Dec. 1 (UPI) — The IRS and Treasury Department on Friday laid out guidance on electric vehicle tax credits for foreign manufacturers under the Inflation Reduction Act.

The rules define eligibility for up to $7,500 per vehicle in tax credits under the Inflation Reduction Act as well as battery manufacturing grants under the Bipartisan Infrastructure Law, applying restrictions to what the Biden administration calls foreign entities of concern, or FEOC.

“To strengthen the security of America’s supply chains, beginning in 2024, an eligible clean vehicle may not contain any battery components that are manufactured or assembled by a FEOC, and, beginning in 2025, an eligible clean vehicle may not contain any critical minerals that were extracted, processed, or recycled by a FEOC,” a Treasury Department statement said.
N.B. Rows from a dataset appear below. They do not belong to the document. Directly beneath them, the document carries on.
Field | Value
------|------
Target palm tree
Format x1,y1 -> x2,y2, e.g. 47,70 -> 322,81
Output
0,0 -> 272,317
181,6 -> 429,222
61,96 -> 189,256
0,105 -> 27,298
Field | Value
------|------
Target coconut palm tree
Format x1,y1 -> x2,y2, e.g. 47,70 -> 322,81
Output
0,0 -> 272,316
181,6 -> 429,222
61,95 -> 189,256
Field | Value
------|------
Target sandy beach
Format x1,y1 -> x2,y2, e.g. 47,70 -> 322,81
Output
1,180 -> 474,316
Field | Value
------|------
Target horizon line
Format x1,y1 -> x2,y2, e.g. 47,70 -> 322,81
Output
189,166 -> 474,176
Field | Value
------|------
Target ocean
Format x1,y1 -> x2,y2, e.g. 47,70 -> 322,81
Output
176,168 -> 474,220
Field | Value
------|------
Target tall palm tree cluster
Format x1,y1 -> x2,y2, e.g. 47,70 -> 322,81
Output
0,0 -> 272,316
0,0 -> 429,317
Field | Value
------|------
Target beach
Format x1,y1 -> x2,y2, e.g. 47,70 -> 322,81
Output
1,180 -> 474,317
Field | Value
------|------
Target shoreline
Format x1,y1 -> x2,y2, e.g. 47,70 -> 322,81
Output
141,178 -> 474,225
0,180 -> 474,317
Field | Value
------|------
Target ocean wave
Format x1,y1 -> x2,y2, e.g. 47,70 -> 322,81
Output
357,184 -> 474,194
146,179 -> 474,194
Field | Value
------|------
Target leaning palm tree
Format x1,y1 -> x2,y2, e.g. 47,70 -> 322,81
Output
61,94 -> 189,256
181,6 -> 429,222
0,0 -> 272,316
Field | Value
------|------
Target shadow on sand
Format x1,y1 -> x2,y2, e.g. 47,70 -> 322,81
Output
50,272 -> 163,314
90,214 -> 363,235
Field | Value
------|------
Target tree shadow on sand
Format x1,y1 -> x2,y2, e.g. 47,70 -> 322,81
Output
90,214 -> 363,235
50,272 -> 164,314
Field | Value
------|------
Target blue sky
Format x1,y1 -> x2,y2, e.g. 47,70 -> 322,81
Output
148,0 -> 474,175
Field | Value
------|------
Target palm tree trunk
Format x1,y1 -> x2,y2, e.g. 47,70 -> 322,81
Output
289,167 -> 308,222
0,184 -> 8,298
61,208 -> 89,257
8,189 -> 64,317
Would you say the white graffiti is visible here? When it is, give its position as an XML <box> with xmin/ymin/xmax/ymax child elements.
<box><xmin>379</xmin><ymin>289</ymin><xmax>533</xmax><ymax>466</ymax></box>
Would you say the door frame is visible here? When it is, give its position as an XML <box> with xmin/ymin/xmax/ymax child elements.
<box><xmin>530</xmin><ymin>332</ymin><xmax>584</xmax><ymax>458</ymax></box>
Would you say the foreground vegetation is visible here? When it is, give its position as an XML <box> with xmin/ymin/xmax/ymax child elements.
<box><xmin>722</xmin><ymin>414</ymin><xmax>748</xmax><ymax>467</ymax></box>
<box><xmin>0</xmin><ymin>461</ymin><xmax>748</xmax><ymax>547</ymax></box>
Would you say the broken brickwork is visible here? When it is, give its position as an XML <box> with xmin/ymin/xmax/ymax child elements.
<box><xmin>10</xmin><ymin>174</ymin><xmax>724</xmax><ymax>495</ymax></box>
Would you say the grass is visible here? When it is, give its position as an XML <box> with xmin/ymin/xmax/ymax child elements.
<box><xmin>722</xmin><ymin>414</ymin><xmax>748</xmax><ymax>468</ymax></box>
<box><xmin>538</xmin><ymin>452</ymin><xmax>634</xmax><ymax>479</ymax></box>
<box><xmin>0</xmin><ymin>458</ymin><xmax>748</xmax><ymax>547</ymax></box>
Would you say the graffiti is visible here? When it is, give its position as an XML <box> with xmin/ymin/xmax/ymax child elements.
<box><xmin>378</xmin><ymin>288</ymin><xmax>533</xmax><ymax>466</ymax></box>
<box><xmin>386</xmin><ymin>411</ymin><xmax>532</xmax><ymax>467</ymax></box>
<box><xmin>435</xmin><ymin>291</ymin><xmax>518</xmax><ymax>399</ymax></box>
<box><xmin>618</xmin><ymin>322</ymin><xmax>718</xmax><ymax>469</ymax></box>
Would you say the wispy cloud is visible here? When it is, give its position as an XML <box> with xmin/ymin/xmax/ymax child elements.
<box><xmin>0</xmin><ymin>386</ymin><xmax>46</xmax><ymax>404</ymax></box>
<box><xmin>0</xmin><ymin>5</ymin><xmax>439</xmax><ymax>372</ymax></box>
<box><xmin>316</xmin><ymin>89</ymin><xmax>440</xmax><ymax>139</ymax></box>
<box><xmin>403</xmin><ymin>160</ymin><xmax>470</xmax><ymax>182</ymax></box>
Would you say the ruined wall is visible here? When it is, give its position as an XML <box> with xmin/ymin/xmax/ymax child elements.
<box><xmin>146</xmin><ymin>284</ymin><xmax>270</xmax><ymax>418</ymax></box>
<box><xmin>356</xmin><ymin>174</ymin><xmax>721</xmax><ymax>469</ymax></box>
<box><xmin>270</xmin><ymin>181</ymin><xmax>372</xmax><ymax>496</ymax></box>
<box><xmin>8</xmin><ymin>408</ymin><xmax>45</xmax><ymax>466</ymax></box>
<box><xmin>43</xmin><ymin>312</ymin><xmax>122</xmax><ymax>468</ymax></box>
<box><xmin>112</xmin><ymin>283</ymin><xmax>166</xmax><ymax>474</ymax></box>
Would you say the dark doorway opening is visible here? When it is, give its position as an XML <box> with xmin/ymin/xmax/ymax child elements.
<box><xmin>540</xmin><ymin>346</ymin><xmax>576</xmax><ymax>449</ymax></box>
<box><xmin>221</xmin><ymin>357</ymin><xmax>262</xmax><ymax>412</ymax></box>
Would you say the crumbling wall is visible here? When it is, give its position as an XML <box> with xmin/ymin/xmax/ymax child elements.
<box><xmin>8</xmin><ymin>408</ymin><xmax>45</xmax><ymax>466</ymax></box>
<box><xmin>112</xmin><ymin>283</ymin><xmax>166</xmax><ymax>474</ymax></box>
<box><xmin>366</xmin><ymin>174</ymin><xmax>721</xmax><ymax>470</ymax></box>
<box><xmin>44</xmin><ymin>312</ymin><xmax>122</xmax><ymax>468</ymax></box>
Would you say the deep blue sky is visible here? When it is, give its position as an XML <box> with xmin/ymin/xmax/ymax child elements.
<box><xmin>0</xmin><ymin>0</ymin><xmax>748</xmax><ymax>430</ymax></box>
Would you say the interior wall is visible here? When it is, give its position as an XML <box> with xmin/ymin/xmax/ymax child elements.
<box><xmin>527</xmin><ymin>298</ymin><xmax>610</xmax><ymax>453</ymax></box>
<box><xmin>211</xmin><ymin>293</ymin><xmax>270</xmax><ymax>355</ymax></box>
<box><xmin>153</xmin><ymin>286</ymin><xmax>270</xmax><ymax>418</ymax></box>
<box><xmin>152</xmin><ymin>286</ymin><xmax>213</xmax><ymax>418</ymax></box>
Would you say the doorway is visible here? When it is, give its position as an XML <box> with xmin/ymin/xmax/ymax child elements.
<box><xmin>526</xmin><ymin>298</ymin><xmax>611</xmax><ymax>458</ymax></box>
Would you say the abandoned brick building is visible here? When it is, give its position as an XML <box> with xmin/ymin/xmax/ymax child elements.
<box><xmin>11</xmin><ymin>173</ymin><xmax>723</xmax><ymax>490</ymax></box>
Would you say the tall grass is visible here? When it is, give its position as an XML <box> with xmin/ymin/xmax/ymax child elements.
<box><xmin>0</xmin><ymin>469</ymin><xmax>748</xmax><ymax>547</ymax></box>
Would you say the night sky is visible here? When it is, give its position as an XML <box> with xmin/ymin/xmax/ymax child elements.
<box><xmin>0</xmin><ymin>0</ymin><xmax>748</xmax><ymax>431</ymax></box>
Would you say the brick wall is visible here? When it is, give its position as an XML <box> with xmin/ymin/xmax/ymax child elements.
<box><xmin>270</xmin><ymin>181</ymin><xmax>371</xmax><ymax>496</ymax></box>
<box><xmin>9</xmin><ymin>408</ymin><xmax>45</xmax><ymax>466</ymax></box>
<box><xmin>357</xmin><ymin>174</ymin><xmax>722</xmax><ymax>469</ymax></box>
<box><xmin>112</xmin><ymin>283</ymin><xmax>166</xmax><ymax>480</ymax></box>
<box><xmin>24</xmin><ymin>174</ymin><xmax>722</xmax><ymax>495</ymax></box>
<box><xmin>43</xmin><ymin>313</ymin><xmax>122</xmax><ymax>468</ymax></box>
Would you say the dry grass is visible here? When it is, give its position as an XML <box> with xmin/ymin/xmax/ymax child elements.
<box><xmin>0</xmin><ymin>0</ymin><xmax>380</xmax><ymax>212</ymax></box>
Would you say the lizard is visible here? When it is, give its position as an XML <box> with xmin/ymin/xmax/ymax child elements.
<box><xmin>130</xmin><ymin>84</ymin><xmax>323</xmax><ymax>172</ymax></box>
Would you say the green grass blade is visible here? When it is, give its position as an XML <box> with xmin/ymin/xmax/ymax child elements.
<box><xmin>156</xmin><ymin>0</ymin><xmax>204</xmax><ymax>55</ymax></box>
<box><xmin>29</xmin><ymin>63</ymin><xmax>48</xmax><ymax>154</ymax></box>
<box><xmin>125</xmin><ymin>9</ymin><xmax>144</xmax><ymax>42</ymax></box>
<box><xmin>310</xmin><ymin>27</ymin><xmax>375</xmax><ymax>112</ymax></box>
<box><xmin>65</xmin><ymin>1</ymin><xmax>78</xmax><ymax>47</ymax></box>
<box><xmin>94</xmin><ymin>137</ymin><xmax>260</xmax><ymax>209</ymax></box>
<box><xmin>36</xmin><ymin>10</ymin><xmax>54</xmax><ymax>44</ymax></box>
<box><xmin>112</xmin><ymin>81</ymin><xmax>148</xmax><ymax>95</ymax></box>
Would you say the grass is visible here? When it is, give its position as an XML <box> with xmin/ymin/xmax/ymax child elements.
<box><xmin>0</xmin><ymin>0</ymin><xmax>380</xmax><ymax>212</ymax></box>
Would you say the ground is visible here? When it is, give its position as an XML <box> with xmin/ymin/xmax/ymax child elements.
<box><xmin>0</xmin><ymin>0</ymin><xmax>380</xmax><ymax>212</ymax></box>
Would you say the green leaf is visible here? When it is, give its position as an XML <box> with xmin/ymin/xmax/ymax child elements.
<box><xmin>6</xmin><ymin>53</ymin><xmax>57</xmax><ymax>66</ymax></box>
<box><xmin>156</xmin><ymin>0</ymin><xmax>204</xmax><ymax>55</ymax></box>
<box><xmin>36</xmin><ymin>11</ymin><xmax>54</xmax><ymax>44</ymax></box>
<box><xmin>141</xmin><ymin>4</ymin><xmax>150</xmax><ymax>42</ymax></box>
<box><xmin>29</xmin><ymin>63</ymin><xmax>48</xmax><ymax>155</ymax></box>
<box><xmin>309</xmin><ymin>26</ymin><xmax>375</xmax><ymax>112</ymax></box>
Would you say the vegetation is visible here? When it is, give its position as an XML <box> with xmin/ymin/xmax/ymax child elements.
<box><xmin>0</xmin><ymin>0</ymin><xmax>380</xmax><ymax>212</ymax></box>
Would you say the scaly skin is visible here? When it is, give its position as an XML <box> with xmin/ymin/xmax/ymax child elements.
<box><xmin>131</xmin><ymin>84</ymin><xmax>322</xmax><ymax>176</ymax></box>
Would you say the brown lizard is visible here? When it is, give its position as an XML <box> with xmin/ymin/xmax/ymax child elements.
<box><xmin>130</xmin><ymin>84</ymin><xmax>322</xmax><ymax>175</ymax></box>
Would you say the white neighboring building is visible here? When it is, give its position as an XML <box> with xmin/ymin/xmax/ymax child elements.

The new proposed guidance establishes the percentage of North American content for both EV batteries components and critical minerals that must used in their production. For 2023 the percentages are 50% for batteries and 40% for minerals.

For 2024 and 2025 it will be 60% for battery components. For minerals in 2024 the percentage is 50%. In 2025 the minerals content will be 60%.

By 2029 those percentages rise to 100% for battery components and 80% for minerals.

A maximum credit of $7,500 per new clean vehicle was enacted in April 2023. That credit consists of $3,750 if certain critical minerals requirements are met and $3,750 if battery components requirements are met.

“The Inflation Reduction Act’s clean vehicle tax credit saves consumers up to $7,500 on a new clean vehicle and hundreds of dollars per year on gas, while creating American manufacturing jobs and strengthening our energy security,” Treasury Secretary Janet Yellen said in a statement.

According to the Treasury Department nearly $100 billion in private-sector investment has been announced throughout the U.S. clean vehicle and battery chain as a result of the Inflation Reduction Act.

The proposed amended EV tax credit rules attempt to deal with China’s domination of critical minerals production for EV’s while also meeting the Biden administration clean energy goals.

“President Biden entered office determined to reverse the decades-long trend of letting jobs and factories go overseas to China,” said White House Senior AdvisorJohn Podesta in a statement. “Thanks to the Investing in America agenda and today’s important guidance from Treasury and the Department of Energy, we’re helping ensure that the electric vehicle future will be made in America.”